In relation to hypertension, a single bout of mild to moderate exercise can lead to a prolonged, post-exercise decrease in blood pressure in hypertensive subjects²⁰. Studies in the SHR have shown that during this “post-exercise hypotension” the release of GABA is reduced within the NTS, therefore the inhibition of NTS neurons by somatic afferents is reduced contributing to a reduction in blood pressure²¹. The reduced release of GABA was shown to be associated with internalization of the Substance P (NK-1) receptor so that somatic afferent activation during exercise produces less excitation of the GABAergic neurons²¹. It is not known if the reduced Substance P-mediated excitation of GABAergic neurons is a result of the hypertension.

It's not all about GABA

Neuronal adaptations to hypertension within the NTS are not restricted to alterations in GABAergic mechanisms. Anatomical studies report alterations in excitatory amino acid, AMPA receptor subunits within the NTS in hypertension²²^,²³. Hypertension also induces alterations in voltage-gated ion channels within the NTS. In renal-wrap hypertensive rats, the transient outward potassium current (I_A), a K current contributing to neuronal excitability, is reduced in NTS neurons receiving arterial baroreceptor inputs, whereas delayed rectifier potassium currents are normal²⁴. Delayed excitation, one current-clamp manifestation of I_A, has also been reported in NTS neurons²⁵ in SHR. The recent finding that many NTS neurons that exhibit I_A project to the paraventricular nucleus of the hypothalamus (PVN)²⁶ suggests that this alteration could influence the baroreceptor signal that is relayed to the hypothalamus and subsequently sympathetic outflow.
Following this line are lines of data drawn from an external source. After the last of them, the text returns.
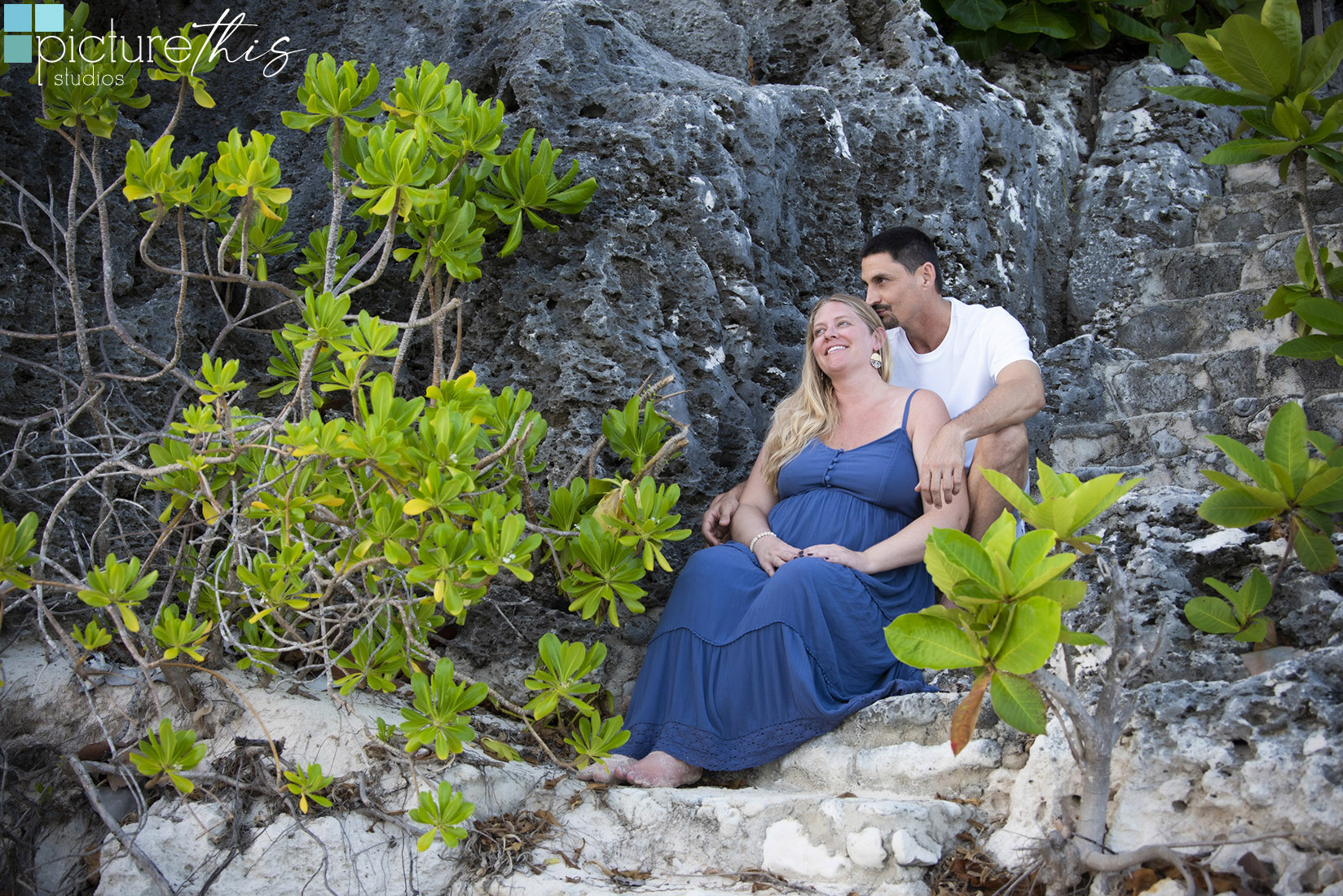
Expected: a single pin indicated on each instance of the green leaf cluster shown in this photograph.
(1276, 74)
(1301, 494)
(309, 780)
(170, 753)
(1237, 612)
(443, 813)
(980, 29)
(595, 739)
(118, 585)
(561, 668)
(437, 718)
(1067, 503)
(176, 635)
(1319, 318)
(633, 436)
(91, 94)
(16, 540)
(91, 637)
(1007, 598)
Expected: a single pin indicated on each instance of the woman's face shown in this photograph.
(839, 337)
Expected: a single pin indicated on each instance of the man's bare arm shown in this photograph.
(1019, 394)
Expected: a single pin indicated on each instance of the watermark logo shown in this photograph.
(23, 22)
(37, 33)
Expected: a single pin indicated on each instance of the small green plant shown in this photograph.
(91, 637)
(1320, 320)
(1297, 492)
(648, 520)
(1278, 74)
(309, 780)
(595, 739)
(603, 571)
(1239, 614)
(180, 635)
(500, 750)
(633, 436)
(437, 716)
(372, 662)
(561, 668)
(443, 813)
(1006, 622)
(1287, 485)
(16, 540)
(121, 586)
(170, 754)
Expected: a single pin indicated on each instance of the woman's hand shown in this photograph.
(839, 554)
(773, 552)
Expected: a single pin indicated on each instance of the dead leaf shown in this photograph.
(966, 715)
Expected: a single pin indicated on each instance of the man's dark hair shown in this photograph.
(909, 246)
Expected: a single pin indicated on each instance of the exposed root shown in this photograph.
(969, 871)
(500, 845)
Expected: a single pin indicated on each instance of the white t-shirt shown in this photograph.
(965, 367)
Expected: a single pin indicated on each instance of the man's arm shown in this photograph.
(1019, 394)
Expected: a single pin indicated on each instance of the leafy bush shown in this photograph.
(336, 516)
(980, 29)
(1007, 598)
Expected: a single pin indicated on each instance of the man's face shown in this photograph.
(891, 288)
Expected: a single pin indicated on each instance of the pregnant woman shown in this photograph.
(777, 637)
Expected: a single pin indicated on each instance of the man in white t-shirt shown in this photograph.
(976, 359)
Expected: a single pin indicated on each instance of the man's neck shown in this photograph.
(930, 325)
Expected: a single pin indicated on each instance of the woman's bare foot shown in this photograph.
(603, 771)
(658, 770)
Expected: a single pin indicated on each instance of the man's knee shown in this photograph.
(1005, 450)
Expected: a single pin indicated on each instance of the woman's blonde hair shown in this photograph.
(812, 411)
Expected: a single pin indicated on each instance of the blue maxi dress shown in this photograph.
(743, 666)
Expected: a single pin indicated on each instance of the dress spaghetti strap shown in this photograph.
(908, 402)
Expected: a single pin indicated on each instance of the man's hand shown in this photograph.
(943, 467)
(773, 552)
(717, 520)
(839, 554)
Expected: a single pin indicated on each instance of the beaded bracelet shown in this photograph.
(751, 547)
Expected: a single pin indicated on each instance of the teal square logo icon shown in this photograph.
(18, 47)
(41, 18)
(18, 16)
(49, 16)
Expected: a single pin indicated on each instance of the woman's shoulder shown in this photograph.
(924, 405)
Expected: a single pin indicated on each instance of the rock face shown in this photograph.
(744, 152)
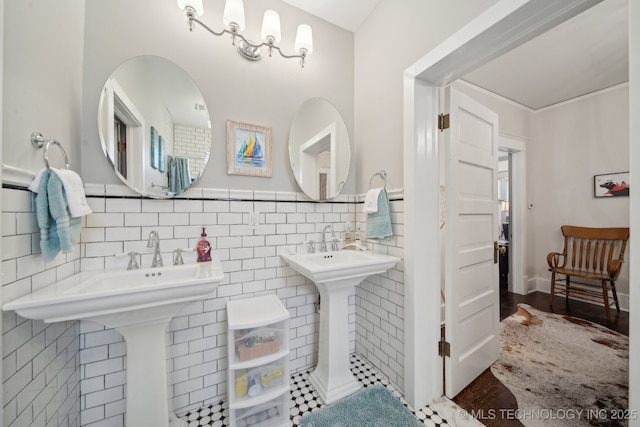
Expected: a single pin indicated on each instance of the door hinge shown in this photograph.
(443, 122)
(444, 348)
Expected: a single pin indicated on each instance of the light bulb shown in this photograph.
(234, 13)
(271, 26)
(304, 39)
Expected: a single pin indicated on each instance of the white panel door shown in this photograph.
(472, 293)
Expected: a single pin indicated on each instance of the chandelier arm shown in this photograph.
(302, 55)
(206, 27)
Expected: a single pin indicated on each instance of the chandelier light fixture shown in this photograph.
(234, 23)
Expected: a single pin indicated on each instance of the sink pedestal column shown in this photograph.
(332, 378)
(147, 402)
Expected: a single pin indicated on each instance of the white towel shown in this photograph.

Hypertension also induces enhanced current flow through high-voltage activated, but not low-voltage activated, Ca²⁺ channels in NTS neurons that receive baroreceptor afferent inputs²⁷. There is a link between enhanced calcium influx and reduced GABA_A receptor function. Increased Ca²⁺ influx, as a result of synaptic (NMDA) depolarization²⁸ or depolarizing voltage pulses²⁹, reduces the neuronal response to activation of GABA_A receptors.

These findings emphasize that neurons exhibit a number of adaptive changes in hypertension. There are no doubt numerous other changes in these neurons and in other regions of the CNS that have yet to be described. Present efforts to provide a comprehensive model that explain alterations in neural regulation of cardiovascular function in hypertension are limited by the incomplete state of our current knowledge regarding the full extent of the adaptations; that is what changes and where?

What alters GABA receptor function in hypertension?

What might initiate neuronal adaptations to chronic hypertension? The in vitro findings have an important implication in that whatever alters the sensitivity of second-order NTS neurons to the activation of GABA_A and GABA_B receptors, the altered sensitivity persists at least for several hours in the absence of the hypertension due to the nature of in vitro preparation. Increased levels of GABA_B mRNA have been reported in the NTS of both renal-wrap hypertensive and SHRs³⁰^,³¹, so enhanced GABA_B responses in hypertension might be due to increased receptor levels if the increased message is translated into increased receptor protein.

The pressure sensitivity of arterial baroreceptors “resets” in hypertension so that the threshold pressure necessary to evoke discharge is elevated. Supra-threshold sensitivity may, or may not, be normal; however it is important to realize that the absolute number of baroreceptor afferents discharging at a given pressure is increased in chronic hypertension. In normotensive rabbits, approximately 91% of myelinated and 28% of unmyelinated baroreceptor afferent fibers are discharging at the resting levels of arterial pressure. In chronically hypertensive rabbits, approximately 100% of myelinated and 78% of unmyelinated baroreceptor afferent fibers are discharging at the resting, hypertensive, level of arterial pressure³². This suggests a large increase in tonic excitatory baroreceptor afferent input to the NTS in chronic hypertensive animals, primarily as a result of recruitment of unmyelinated afferent fibers.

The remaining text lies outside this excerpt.